Tali Adina writes:  Excuse my incredulity at this example of the extreme rhetorical paradigm that mirrors much of what is purportedly news and considered opinion [Update 4/7/02, Geov Parrish: News From the Front: Welcome to Hell, Where the Children Smile Amid the Gunfire, http://www.workingforchange.com/article.cfm?ItemID=13094]. This is not a rational dialogue and I hope this conversation that I've entered into has higher goals. Please offer your suggestions and solutions to a very catch 22 situation in this region. Otherwise the message below is a sad refusal to move beyond attacking and finger pointing as an outlet for what is, for all of us, overwhelming and scary news. This is my suggestion: let's first correct our own personal contributions to the violence whether in words and deeds and then think about what we are prepared to offer for peace. I hope the person who wrote the following can accept my response as an invitation for alternative expression: "backing one of the most barbaric military attacks in memory, an invasion that is coldly, intentionally and repeatedly flouting just about every known standard for conduct in war. No provocation can possibly justify Israel's treatment of the civilian population."

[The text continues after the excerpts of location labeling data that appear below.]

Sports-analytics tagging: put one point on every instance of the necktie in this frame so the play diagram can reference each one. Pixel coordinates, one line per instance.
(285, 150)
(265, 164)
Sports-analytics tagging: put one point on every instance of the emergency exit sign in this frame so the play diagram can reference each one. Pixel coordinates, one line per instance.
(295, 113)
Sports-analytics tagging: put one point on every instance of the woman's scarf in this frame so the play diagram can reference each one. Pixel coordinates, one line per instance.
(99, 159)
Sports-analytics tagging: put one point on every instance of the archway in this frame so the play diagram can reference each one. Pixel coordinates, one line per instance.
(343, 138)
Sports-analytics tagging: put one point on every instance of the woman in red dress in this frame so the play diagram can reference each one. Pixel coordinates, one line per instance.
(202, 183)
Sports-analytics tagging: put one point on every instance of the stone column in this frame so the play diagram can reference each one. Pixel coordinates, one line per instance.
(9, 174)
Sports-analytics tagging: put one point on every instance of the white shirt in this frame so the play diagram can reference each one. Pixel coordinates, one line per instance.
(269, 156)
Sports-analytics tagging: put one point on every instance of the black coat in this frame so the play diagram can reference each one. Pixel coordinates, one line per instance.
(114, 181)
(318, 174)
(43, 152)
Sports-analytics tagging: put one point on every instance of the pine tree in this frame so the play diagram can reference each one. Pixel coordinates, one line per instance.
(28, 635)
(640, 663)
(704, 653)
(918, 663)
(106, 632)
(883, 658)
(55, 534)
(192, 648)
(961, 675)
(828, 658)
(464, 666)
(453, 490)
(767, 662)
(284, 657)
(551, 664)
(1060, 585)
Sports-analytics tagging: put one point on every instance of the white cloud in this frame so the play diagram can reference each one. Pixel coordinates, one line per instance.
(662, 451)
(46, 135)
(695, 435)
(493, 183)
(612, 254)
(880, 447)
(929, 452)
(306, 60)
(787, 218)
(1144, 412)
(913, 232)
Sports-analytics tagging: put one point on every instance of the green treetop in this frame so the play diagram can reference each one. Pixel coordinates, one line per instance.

Suzanne replies to Tali: Now that I'm late responding to you, as events have unfolded in the region and more has been reported, do you still feel the same way? I am Jewish, and am appalled at the brutality being inflicted on Arab civilization. It's the same kind of thinking as bombing Afghans as a people. Blowing up  civilians is no way to run the world I want to live in. Because you can't put your fingers on criminals is no justification for destroying their countries. And the stories of the inordinate cruelty Israelis are inflicting makes me ashamed.

Edwin Lainhart writes: Love your site [http://www.theconversation.org/joeandfriends.html#politics] and am looking forward to reading Joe Simonetta's book.  I want to suggest another ally for the cause, Congresswoman McKinney from Georgia.

Suzanne replies to Edwin:  I read her piece, on Truthout.org [http://www.truthout.org/docs_02/03.29G.McKinney.War.htm], and also her statement, "Congresswoman McKinney Presses for Investigation of Bush Administration Links to 9/11" [http://www.truthout.org/docs_02/04.13A.Extend.Probe.htm]. Astonishing laundry list. She must be in the Progressive Caucus, with Barbara Lee. Why aren't these people creating a vehicle for us so we can organize? Let's all get ourselves in one place. Do you work with Cynthia?& Can't we get something organized?